Traveling the Road of Dementia

Michael And Jean Magee

This is the story of Michael and Jean Magee, a married couple in their golden year from Tacoma, as they traveled the road of her life with dementia. Michael wrote it recently while participating in the Dementia Friends program of Lutheran Community Services Northwest. 

My experience with dementia comes through my wife, Jean, who was diagnosed in 2012, then lived in a dementia care center for the last eight years of her life. In retrospect, I could see the symptoms: confusion, lost keys, and finally a car crash — all of this in increments.

The care center became our home; I stayed overnight with Jean, had breakfast, dinner, went for walks and became a de facto part of her life there. The disease and our unique living situation never took away from my love for my wife.
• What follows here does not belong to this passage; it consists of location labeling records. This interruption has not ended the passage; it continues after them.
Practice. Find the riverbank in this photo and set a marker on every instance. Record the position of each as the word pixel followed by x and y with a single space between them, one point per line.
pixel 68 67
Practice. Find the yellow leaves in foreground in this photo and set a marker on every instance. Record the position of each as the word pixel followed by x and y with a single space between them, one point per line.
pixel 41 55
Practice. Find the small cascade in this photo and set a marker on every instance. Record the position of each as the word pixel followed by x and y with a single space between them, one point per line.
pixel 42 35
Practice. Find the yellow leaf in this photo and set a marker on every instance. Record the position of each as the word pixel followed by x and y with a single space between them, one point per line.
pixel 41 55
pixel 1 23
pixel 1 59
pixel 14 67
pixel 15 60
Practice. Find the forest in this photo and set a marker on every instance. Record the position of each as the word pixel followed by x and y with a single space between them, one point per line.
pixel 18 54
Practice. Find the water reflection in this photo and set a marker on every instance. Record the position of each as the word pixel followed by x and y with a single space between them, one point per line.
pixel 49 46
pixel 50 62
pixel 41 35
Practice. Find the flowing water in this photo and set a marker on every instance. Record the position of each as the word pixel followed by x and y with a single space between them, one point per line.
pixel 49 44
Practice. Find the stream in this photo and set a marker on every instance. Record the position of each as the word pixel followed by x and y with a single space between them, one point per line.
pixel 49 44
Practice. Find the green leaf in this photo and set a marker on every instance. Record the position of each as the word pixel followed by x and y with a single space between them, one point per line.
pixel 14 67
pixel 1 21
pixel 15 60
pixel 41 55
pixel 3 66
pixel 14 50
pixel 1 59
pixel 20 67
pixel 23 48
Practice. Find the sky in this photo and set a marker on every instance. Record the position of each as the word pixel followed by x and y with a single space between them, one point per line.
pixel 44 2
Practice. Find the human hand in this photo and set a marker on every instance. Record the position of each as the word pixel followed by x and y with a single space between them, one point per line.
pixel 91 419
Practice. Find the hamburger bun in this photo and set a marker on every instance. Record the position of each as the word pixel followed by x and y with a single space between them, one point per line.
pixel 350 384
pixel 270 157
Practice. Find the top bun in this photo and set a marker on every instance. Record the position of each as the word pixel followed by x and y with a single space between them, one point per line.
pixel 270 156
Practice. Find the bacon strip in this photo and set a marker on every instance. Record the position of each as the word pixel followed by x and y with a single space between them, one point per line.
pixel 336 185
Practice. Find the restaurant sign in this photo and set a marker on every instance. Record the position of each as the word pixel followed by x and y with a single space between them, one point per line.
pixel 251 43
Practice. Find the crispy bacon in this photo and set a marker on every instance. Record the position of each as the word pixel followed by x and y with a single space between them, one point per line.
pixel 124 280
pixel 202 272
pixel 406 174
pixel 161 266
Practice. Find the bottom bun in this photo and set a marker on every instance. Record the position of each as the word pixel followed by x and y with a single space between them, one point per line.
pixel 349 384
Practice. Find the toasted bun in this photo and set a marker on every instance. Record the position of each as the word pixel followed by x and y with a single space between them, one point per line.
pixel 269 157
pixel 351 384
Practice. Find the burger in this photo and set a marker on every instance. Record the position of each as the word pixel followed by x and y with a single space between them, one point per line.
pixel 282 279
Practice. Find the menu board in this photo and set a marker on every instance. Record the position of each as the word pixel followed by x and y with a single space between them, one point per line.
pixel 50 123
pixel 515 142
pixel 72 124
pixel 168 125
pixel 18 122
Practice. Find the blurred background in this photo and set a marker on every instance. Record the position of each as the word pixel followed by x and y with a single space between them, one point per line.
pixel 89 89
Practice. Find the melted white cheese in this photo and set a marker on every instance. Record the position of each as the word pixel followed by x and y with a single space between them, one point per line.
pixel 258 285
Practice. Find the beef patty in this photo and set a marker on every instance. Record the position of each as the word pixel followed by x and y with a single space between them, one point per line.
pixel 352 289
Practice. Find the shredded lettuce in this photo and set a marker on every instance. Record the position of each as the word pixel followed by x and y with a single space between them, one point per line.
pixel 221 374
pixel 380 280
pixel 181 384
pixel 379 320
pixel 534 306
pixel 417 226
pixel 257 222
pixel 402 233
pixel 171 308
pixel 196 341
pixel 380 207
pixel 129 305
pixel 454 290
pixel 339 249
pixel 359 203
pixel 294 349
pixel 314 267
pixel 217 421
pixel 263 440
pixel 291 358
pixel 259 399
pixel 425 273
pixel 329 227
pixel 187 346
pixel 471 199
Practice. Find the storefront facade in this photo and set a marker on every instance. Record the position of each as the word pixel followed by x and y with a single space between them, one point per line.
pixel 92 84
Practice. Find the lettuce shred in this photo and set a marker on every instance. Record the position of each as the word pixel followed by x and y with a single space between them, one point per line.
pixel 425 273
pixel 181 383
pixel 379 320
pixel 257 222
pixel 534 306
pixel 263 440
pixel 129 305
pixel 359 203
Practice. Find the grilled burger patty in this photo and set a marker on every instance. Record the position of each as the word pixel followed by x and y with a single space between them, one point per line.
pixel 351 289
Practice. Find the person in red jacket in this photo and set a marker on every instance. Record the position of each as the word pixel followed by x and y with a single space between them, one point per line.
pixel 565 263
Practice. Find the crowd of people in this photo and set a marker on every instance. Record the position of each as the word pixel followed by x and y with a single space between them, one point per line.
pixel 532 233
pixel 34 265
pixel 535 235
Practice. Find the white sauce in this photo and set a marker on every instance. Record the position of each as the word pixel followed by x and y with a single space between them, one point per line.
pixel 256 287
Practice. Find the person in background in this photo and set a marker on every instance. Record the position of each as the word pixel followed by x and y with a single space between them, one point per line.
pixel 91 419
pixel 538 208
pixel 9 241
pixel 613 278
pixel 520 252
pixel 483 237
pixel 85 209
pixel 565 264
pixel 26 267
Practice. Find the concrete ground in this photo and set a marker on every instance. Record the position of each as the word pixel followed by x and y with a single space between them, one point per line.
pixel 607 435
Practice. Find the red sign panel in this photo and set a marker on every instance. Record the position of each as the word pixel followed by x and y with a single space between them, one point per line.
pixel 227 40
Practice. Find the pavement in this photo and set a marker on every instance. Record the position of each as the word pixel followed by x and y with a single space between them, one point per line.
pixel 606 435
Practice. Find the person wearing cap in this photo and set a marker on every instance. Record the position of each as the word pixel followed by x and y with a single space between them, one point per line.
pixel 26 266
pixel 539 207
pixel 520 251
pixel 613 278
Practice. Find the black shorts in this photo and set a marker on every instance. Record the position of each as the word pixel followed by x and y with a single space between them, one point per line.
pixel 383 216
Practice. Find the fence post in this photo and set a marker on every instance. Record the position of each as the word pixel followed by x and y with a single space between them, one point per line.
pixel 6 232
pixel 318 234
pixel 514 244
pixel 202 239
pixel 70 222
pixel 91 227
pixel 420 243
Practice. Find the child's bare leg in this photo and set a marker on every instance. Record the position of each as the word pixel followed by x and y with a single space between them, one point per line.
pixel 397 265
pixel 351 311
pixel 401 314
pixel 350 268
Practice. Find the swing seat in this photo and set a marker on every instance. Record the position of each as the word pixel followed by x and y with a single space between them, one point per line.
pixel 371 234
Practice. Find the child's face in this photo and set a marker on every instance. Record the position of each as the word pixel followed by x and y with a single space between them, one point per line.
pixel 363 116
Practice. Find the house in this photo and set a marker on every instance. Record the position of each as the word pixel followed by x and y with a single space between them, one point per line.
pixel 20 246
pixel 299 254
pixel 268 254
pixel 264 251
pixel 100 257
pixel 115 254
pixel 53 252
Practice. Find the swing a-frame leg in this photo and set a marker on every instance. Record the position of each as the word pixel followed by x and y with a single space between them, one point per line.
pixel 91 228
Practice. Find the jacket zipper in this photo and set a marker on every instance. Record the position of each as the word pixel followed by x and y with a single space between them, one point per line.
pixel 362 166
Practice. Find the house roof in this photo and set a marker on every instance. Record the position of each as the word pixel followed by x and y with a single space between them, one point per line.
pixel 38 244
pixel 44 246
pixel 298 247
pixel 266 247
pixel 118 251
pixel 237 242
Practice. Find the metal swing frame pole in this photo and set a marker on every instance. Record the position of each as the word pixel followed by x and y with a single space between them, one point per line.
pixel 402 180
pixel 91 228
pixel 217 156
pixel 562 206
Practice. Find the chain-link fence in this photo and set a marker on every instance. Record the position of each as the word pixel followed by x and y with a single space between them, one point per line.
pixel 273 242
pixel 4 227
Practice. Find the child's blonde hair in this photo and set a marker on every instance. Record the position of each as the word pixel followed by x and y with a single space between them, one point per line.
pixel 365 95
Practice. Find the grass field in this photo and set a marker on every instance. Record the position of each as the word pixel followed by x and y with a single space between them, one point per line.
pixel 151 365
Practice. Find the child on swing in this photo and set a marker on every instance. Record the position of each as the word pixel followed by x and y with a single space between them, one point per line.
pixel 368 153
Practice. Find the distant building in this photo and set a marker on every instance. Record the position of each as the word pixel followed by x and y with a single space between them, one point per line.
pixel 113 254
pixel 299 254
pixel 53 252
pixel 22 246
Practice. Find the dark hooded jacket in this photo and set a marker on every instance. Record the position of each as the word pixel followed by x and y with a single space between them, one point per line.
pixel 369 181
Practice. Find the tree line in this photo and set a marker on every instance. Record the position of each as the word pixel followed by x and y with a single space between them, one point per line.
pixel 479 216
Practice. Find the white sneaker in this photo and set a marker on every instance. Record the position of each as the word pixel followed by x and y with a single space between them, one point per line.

We went to concerts often. On the night of our last one, Gustav Holtz’ “The Planets,” we magically looked through a telescope and saw three of the moons of Jupiter.

Dementia is like that – looking through a telescope at something far away, training your eye to see, understand and make sense of what you’re observing, but not being able to see everything.

Jean and I were together for 20 years and married at the care center four years before she passed away in 2020. A simple ceremony was followed by a honeymoon in Poulsbo. We traveled while we could: Portland a couple times on the train, up to White Rock, and Vancouver, B.C.  I married Jean when she had dementia and was committed to her not only as long as she had memory, but also long after.

On Jean’s last birthday, a group of her friends sat in the backyard eating cake and melting ice cream in the sun. Jean was a poet and playwright and we took turns reading our favorite poems that she had written. As we went around the table, she clapped in delight saying, “I like that!” It was as if we had given back her poems as a gift for her to “remember.”

Dementia is honesty disrobed. It robs you of deception and self-deception and provides an opportunity (quoting Socrates) to “Know thyself.” Jean once said about us: “We’re the same person.”

The experience of knowing and loving someone with dementia was summed up in the words of my friend Carl, a hospice volunteer. After a difficult visit with Jean when it was clear she no longer recognized me, Carl said: “Always know, Michael, she may not always know who you are, but you’ll always know who she is. Always.”